If you were undecided about religion versus reason, Maher’s mean-spirited displays probably didn’t do much to woo you to his side of the fence. Maher falls prey to the ever-present temptation that faces all non-believers, which is to use logic like a blunt weapon and to relentlessly disrespect and belittle people of faith in an effort to illustrate the folly of their beliefs. We already have sufficient attack dogs in our little “movement” of non-believers - with Richard Dawkins weighing in as a methodical, unflinching defender of skepticism and scientific rigor and Christopher Hitchens acting as a relentless and belligerent raconteur.
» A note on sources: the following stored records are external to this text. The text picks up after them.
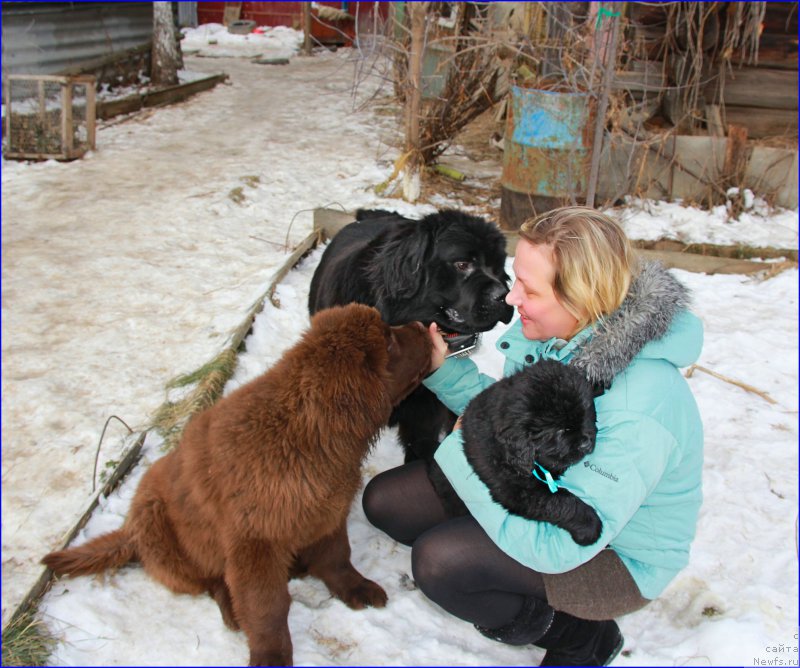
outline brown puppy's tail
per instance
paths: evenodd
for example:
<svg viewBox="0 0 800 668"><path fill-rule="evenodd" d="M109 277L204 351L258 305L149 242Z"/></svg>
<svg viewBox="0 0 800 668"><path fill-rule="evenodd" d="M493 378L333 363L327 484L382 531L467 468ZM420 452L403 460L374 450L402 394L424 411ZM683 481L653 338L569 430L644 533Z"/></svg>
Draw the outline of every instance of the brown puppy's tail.
<svg viewBox="0 0 800 668"><path fill-rule="evenodd" d="M118 529L84 545L51 552L42 563L56 575L92 575L124 566L136 558L136 546L125 529Z"/></svg>

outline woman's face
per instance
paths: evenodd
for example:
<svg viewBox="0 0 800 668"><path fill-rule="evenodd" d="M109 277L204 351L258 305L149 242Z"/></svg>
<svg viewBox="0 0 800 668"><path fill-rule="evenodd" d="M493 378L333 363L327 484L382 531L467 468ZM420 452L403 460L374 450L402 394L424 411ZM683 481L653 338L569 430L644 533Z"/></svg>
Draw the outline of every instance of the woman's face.
<svg viewBox="0 0 800 668"><path fill-rule="evenodd" d="M513 267L515 280L506 302L519 312L525 338L534 341L547 341L554 336L571 338L578 320L561 305L553 291L556 270L552 247L520 239Z"/></svg>

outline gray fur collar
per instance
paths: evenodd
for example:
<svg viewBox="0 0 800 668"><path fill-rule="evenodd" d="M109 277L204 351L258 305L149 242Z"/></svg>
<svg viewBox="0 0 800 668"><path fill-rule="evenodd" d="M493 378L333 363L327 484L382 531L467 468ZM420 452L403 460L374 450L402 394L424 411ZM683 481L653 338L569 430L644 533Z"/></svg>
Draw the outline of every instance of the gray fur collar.
<svg viewBox="0 0 800 668"><path fill-rule="evenodd" d="M607 389L647 343L667 333L672 319L688 304L688 289L661 263L642 262L628 296L595 325L592 337L580 346L570 364L581 369L592 384Z"/></svg>

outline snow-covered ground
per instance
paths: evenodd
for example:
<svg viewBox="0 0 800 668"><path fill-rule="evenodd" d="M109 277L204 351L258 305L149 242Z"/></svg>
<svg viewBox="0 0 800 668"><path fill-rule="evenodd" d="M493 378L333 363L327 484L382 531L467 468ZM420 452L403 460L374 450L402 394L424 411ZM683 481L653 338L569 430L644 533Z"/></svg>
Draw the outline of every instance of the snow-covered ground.
<svg viewBox="0 0 800 668"><path fill-rule="evenodd" d="M166 381L222 349L288 257L285 246L310 232L310 209L431 210L371 189L391 172L395 130L390 117L353 111L350 55L283 67L187 58L187 69L226 71L230 85L101 129L98 150L80 161L3 162L4 623L38 577L38 559L91 498L107 417L144 428ZM797 247L796 211L756 207L746 214L752 225L655 202L618 213L636 238ZM318 258L281 283L281 307L258 317L229 387L268 368L305 328ZM665 594L620 620L626 650L615 664L796 665L797 271L767 281L675 273L706 326L700 364L777 403L699 371L690 379L707 433L697 540ZM498 335L484 337L477 357L495 373ZM110 431L100 469L130 443L118 425ZM384 434L365 481L400 463L394 439ZM102 501L81 540L121 523L158 445L148 436L143 463ZM384 586L389 605L354 612L320 582L293 581L296 663L538 661L538 650L493 643L428 602L410 579L409 550L372 528L358 503L350 538L354 564ZM40 612L59 638L54 665L247 659L243 634L224 627L210 599L176 596L136 567L58 582Z"/></svg>

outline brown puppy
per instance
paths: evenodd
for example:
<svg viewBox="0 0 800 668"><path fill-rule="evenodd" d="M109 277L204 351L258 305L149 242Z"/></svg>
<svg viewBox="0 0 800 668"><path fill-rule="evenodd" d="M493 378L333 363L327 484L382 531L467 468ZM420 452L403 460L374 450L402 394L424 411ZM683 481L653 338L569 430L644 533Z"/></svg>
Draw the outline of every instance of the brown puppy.
<svg viewBox="0 0 800 668"><path fill-rule="evenodd" d="M351 608L386 604L350 563L347 515L369 447L429 364L419 323L320 311L271 369L191 420L121 529L43 563L86 575L141 561L175 592L208 592L247 634L250 665L291 665L289 577L314 575Z"/></svg>

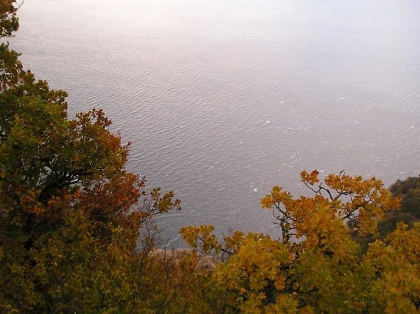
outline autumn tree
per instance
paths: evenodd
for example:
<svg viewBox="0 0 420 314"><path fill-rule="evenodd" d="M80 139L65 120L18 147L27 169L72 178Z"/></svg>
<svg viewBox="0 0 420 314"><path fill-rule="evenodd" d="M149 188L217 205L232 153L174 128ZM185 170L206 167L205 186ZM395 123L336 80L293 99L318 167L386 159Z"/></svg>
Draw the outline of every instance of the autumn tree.
<svg viewBox="0 0 420 314"><path fill-rule="evenodd" d="M1 37L17 8L0 1ZM104 113L69 118L66 93L18 57L0 45L0 311L153 312L153 239L139 230L179 201L146 193Z"/></svg>
<svg viewBox="0 0 420 314"><path fill-rule="evenodd" d="M365 255L353 240L374 231L377 219L397 210L380 180L340 172L323 182L318 172L301 173L312 197L295 198L281 187L261 200L272 210L282 237L235 232L219 243L212 226L187 227L182 234L195 249L230 255L209 275L211 303L225 313L418 313L419 225L400 224L387 242ZM351 226L351 230L349 228Z"/></svg>

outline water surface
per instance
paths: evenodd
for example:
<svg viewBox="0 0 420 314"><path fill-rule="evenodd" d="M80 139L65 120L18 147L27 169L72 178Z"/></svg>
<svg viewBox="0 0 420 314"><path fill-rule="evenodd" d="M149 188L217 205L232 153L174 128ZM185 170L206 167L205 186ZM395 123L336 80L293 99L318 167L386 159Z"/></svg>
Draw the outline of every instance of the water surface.
<svg viewBox="0 0 420 314"><path fill-rule="evenodd" d="M174 189L181 226L279 232L259 200L302 170L386 185L420 173L416 0L36 0L10 40L132 142L130 170Z"/></svg>

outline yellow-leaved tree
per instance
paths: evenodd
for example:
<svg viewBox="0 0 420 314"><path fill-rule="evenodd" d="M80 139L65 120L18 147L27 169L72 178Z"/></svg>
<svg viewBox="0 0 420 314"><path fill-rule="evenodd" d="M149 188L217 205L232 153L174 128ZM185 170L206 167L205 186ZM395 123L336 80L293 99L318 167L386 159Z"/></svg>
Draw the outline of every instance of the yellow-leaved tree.
<svg viewBox="0 0 420 314"><path fill-rule="evenodd" d="M323 182L301 173L312 197L295 198L281 187L261 200L282 237L237 231L218 243L212 226L182 230L204 253L230 256L209 274L215 312L248 313L417 313L420 303L420 225L400 224L386 242L363 255L351 232L372 233L378 219L399 208L382 182L343 172ZM224 298L223 303L214 302ZM211 301L213 300L213 301Z"/></svg>

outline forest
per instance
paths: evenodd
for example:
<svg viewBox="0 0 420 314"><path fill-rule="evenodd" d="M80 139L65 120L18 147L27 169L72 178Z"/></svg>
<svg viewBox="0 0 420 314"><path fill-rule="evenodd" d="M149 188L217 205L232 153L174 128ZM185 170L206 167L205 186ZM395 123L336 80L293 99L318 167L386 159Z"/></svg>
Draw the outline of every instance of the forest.
<svg viewBox="0 0 420 314"><path fill-rule="evenodd" d="M18 8L0 0L1 313L420 313L420 177L302 171L311 197L261 200L279 239L190 226L190 250L160 250L154 217L181 201L126 170L102 110L69 117L24 69Z"/></svg>

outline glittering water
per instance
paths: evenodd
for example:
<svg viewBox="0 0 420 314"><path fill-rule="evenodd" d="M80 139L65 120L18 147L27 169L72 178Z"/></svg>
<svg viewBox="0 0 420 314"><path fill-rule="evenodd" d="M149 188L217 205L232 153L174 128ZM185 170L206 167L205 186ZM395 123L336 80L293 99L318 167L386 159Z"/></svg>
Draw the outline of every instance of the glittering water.
<svg viewBox="0 0 420 314"><path fill-rule="evenodd" d="M102 108L130 170L173 189L164 238L278 234L259 200L302 170L420 172L418 0L27 0L9 41L69 112Z"/></svg>

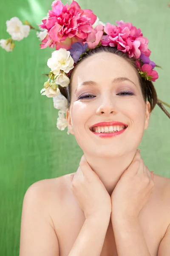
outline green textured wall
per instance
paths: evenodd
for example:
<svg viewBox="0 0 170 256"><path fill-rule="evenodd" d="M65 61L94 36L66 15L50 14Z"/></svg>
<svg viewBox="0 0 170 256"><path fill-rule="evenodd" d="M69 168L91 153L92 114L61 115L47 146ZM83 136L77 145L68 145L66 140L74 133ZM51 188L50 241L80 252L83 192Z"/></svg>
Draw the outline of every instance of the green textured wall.
<svg viewBox="0 0 170 256"><path fill-rule="evenodd" d="M152 60L163 68L157 69L159 78L154 83L159 98L170 103L168 1L78 2L82 9L93 10L104 23L122 19L141 29L149 39ZM17 16L36 26L51 3L3 0L0 39L10 37L6 20ZM56 128L58 111L52 99L40 95L46 80L42 74L49 72L46 62L53 49L40 50L35 34L31 30L28 38L17 42L12 52L0 49L0 255L3 256L19 254L22 206L28 188L37 180L76 171L83 154L74 137L67 135L67 129L62 131ZM170 177L170 124L156 105L139 146L149 169L167 177Z"/></svg>

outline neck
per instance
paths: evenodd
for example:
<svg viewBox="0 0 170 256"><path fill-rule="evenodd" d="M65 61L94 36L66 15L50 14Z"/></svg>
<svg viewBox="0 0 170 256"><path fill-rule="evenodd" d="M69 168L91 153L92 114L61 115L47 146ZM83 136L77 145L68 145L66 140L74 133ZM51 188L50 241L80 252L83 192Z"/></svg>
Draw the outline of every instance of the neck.
<svg viewBox="0 0 170 256"><path fill-rule="evenodd" d="M102 158L85 154L92 169L96 172L111 195L121 175L131 163L136 151L126 155Z"/></svg>

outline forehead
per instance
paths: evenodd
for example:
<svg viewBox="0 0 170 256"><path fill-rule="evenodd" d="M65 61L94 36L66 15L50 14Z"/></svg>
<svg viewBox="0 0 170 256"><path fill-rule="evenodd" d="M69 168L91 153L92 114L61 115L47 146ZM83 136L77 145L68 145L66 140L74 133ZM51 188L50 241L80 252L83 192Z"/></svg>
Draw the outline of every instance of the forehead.
<svg viewBox="0 0 170 256"><path fill-rule="evenodd" d="M82 60L75 69L72 79L72 90L75 91L79 85L91 80L99 84L110 83L114 78L125 77L139 84L134 67L126 60L110 52L95 54Z"/></svg>

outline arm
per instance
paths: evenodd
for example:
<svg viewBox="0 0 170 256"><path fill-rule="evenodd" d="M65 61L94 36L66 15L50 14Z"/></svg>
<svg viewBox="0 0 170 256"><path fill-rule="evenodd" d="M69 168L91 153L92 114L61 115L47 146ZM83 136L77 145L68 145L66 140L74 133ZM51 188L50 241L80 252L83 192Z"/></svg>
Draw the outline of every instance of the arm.
<svg viewBox="0 0 170 256"><path fill-rule="evenodd" d="M120 215L111 219L118 256L150 256L137 219Z"/></svg>
<svg viewBox="0 0 170 256"><path fill-rule="evenodd" d="M86 219L68 256L100 256L110 217Z"/></svg>
<svg viewBox="0 0 170 256"><path fill-rule="evenodd" d="M45 180L36 182L24 196L20 256L59 256L57 238L48 212L46 184Z"/></svg>

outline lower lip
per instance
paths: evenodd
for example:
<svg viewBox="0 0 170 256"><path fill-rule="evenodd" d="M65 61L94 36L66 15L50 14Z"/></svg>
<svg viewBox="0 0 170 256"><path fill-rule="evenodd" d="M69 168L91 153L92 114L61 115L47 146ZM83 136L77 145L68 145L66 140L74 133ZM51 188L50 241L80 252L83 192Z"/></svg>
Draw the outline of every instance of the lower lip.
<svg viewBox="0 0 170 256"><path fill-rule="evenodd" d="M114 132L112 133L110 133L110 134L104 134L104 133L98 133L97 132L95 132L94 131L91 131L94 134L96 134L96 135L97 135L98 136L99 136L99 137L114 137L115 136L116 136L116 135L119 135L119 134L122 134L122 133L123 133L123 132L124 131L125 131L125 130L126 130L127 128L125 128L125 129L124 129L123 130L122 130L121 131L115 131Z"/></svg>

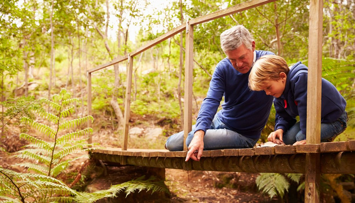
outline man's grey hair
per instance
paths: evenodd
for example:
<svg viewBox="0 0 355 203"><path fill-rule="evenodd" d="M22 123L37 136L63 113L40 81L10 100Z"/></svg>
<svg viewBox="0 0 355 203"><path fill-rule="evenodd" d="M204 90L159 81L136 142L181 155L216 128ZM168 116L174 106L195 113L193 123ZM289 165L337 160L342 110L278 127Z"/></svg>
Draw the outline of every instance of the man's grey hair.
<svg viewBox="0 0 355 203"><path fill-rule="evenodd" d="M247 49L251 49L253 38L247 28L241 25L233 27L222 33L220 36L221 47L225 53L234 50L244 44Z"/></svg>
We’ve got the entire “illustrating religion’s failings” thing covered and Maher’s ham-handed efforts aren’t adding anything useful to the process.

What we DO need is something that Maher actually (if accidentally) touches on briefly at the end of his time in the trucker chapel. Maher admits that disbelief is a “luxury” and that it’s often hard to ask people who have very little to give up on the comfort that religion has offered them. No amount of evidence or logical argument can hope to unseat religion from its position of influence around the world if that same display of reason cannot provide the kind of satisfaction and hope that metaphysical beliefs currently offer. What is needed - more than angry, pedantic displays like Maher’s - is an effort to communicate an ethical and moral philosophy grounded in reason and offering the kind of guidance, comfort and purpose that religion currently provides.

Which is, of course, no small request.

But, in the meantime, films like Religulous only serve to drive a deeper wedge between people of faith and the pronounced minority of non-believers, making it that much harder to eventually reach them with a message of rational ethics and purpose.